I was about to add more details but got on to something else.

Please see the information.

Recently we started to see the above errors on this cluster. We see the shard size has reached limits but is that the cause of these errors ?

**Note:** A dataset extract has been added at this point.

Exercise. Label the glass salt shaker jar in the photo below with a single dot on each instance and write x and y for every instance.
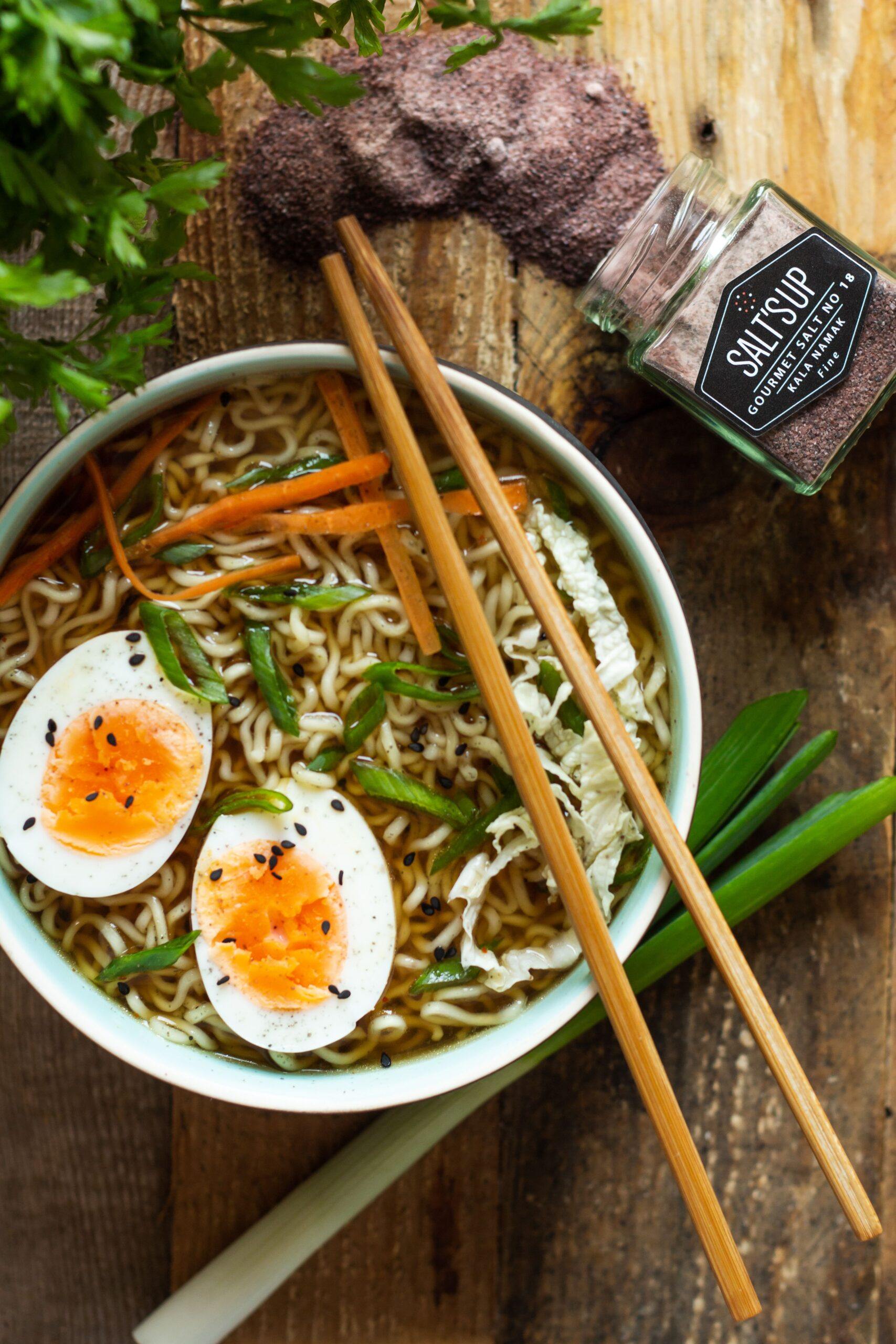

elastic+ 1530 1 11 Apr04 ? 06:22:54 /bin/java -Xms31g -Xmx31g -XX:+UseConcMarkSweepGC -XX:CMSInitiatingOccupancyFraction=75 -XX:+UseCMSInitiatingOccupancyOnly -XX:+DisableExplicitGC -XX:+AlwaysPreTouch -server -Xss1m -Djava.awt.headless=true -Dfile.encoding=UTF-8 -Djna.nosys=true -Djdk.io.permissionsUseCanonicalPath=true -Dio.netty.noUnsafe=true -Dio.netty.noKeySetOptimization=true -Dlog4j.shutdownHookEnabled=false -Dlog4j2.disable.jmx=true -Dlog4j.skipJansi=true -XX:+HeapDumpOnOutOfMemoryError -Xms31g -Xmx31g -Des.path.home=/usr/share/elasticsearch -Des.path.conf=/etc/elasticsearch -cp /usr/share/elasticsearch/lib/* org.elasticsearch.bootstrap.Elasticsearch -p /var/run/elasticsearch/elasticsearch.pid --quie

curl 0:9200/_cat/nodes?v

ip heap.percent ram.percent cpu load_1m load_5m load_15m node.role master name
10.109.42.243 29 98 4 1.11 0.83 0.79 mdi * y76762
10.109.42.244 39 81 3 0.56 0.57 0.65 mdi - y76763
10.109.42.245 74 87 4 0.42 0.49 0.79 mdi - y76764

curl 0:9200/_cat/shards?v

index shard prirep state docs store ip node
service 3 r STARTED 65707318 47.6gb 10.109.42.245 y76764
service 3 p STARTED 65707305 47.7gb 10.109.42.243 y76762
service 4 r STARTED 65725879 47.4gb 10.109.42.244 y76763
service 4 p STARTED 65725868 47.5gb 10.109.42.243 y76762
service 1 r STARTED 71039936 53.2gb 10.109.42.245 y76764
service 1 p STARTED 71039921 53.2gb 10.109.42.243 y76762
service 2 p STARTED 71136809 53.1gb 10.109.42.245 y76764
service 2 r STARTED 71136809 53.1gb 10.109.42.244 y76763
service 0 p STARTED 71084352 53.1gb 10.109.42.245 y76764
service 0 r STARTED 71084348 53.1gb 10.109.42.244 y76763
.kibana 0 r STARTED 3 16.8kb 10.109.42.244 y76763
.kibana 0 p STARTED 3 16.8kb 10.109.42.243 y76762

Please let me know if you need any other information.

Looking to identify what is causing this issue and how to mitigate it ..

Hello Team,

Anyone had similar issues ? Do you need ny other details ?

Is there anything in the Elasticsearch logs indicating frequent or long GC? What type of hardware is this cluster deployed on?

Hello Christian,

No, there are no traces of long GC. These nodes are deployed on VMs with 64G RAM (32G heap) & 8 vCPUs.

We see only the timed out and received response entries in the logs and the cluster state going to yellow and back quite frequently.

Regards,
Vibin

Any suggestions ?

This topic was automatically closed 28 days after the last reply. New replies are no longer allowed.